And that was exactly the goal, Stokes tells me. “The idea was to make the new look old,” she says. “To make the addition look as seamless as possible.” Stokes, who runs ADR Builders Ltd. of Timonium with her husband, Gary, specializes in high-end, large-scale additions, like this one on a 75-acre Baltimore County horse farm.

Her clients, a couple with a passion for raising and showing racehorses, had purchased the property in the early 1990s. The house was “typical 1950s architecture,” according to the homeowners, a brick-and-siding two-story that seemed at odds with the rural landscape and circa-1809 barn out front. In 1998, when twins doubled their family size, they knew it was time to expand. “We wanted a basement to get rid of the toys that were always in the living room, and my husband wanted a fireplace that didn’t fill the house with smoke.”

The challenge, says Stokes, was how to unite the new 3,274-square-foot addition with the original house as well as another addition that had been added in the mid-1990s. “There was already two shades of brick [from the earlier addition]. The question was: What would the addition be? How could we blend everything together?”

The client’s interior designer and family friend, Jane Williamson, of Atlanta’s Jane Williamson Antiques and Design, suggested covering the entire structure in stucco, to achieve both a sense of cohesion and a timeless country look. “It definitely pulled everything together,” says the homeowner. “We wanted the house to have the look and feel of the farm. [Now] it looks like it was always here.” 

Visitors enter through the addition, which has become the home’s main entrance, into a 20-by-5-foot hallway floored with gray ceramic tiles. Off to the right, a mudroom with a window seat that opens to reveal storage for boots, is usually the first stop for the family, and serves as sleeping quarters for its three black labs. (Five cats, 10 chickens and 13 horses also live on the property.) Off the entryway beyond the mudroom lies the laundry room, colorfully wallpapered in reproduction French travel posters (“It takes me away,” says the homeowner), and then a powder room with a French chandelier and a sink made from an antique pewter basin.

The 250-square-foot kitchen, with its chocolate brown wood cabinets and pale granite countertops, opens to the left. “We were always tripping over each other in the [old] kitchen,” says the homeowner. Now the family has plenty of space not only for dinner and late-night snacks, but for entertaining extended family during the holidays. An island provides ample space for meal preparation, and two dishwashers take care of cleanup.

Back in the hallway, a staircase leads to the finished basement where the four kids, ranging in age from 5 to 16, watch TV or play games.
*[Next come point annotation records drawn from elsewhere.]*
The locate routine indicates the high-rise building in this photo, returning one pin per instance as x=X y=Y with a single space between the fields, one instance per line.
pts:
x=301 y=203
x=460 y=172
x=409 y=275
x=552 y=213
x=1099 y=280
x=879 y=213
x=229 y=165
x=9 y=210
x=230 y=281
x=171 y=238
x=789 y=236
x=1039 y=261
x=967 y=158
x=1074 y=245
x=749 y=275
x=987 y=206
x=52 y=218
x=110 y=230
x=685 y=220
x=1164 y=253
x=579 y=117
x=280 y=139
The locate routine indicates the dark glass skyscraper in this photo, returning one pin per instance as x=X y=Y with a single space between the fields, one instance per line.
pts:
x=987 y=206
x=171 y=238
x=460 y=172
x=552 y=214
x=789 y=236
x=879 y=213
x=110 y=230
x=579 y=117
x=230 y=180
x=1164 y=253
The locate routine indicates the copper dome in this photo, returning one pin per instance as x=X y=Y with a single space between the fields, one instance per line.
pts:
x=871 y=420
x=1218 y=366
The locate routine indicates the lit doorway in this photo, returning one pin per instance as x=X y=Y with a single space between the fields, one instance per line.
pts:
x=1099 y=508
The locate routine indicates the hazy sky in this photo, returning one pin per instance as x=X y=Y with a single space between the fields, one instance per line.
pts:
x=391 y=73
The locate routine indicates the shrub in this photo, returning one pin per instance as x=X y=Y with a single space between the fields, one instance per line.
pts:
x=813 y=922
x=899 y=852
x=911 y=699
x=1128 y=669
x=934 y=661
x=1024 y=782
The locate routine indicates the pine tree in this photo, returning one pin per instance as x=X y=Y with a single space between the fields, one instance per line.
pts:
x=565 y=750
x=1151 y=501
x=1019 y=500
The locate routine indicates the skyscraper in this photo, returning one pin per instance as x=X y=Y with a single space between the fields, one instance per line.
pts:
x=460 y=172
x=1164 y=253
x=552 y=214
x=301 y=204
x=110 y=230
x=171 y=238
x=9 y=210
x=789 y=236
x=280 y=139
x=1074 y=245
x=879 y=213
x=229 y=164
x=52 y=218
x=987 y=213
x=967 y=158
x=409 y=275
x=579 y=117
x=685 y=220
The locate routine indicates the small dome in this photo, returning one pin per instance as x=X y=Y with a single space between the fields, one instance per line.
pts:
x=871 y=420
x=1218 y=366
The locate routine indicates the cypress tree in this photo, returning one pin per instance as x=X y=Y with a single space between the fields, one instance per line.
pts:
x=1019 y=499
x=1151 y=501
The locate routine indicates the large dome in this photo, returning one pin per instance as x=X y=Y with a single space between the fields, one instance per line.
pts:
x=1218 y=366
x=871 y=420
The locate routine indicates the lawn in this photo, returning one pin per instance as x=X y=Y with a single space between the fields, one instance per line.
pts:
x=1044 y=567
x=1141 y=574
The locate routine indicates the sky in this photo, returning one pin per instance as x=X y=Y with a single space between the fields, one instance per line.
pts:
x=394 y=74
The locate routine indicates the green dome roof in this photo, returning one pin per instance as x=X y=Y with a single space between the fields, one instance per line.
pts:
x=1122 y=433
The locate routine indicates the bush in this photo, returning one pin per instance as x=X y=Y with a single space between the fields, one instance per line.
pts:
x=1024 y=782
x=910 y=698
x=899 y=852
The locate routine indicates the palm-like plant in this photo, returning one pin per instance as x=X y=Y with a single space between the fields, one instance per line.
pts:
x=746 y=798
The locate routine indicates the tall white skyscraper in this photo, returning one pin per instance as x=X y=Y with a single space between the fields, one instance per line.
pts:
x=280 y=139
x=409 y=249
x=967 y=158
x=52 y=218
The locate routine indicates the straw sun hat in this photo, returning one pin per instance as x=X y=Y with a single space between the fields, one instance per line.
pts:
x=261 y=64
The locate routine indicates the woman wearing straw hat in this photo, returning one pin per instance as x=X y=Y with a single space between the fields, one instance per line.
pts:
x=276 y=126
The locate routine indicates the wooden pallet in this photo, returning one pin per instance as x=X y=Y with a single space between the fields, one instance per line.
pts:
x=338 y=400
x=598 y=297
Another stairway leads upstairs to bedrooms and a bath for the eldest children.

The entryway ultimately opens into the 15-by-25-foot family room. A floor-to-ceiling granite wall, made from Pennsylvania stone purchased at a Cockeysville quarry, is the room’s focal point. A heavy beam from an old barn embedded in the wall crowns the fireplace and serves as a rustic-looking mantel.

Family members and guests relax in the two comfortable antique leather chairs by the fireplace or on the floral print side chairs, all found by Williamson and the homeowner during shopping sprees in Atlanta. An ottoman with a leopard-skin print and red legs adds a touch of playfulness to the room. The room is homey and unpretentious but retains a sophisticated flair. “We wanted it to be elegant, yet comfortable,” says the homeowner. “It’s not a showplace. It’s a home we live in— a country home, full of kids and animals.”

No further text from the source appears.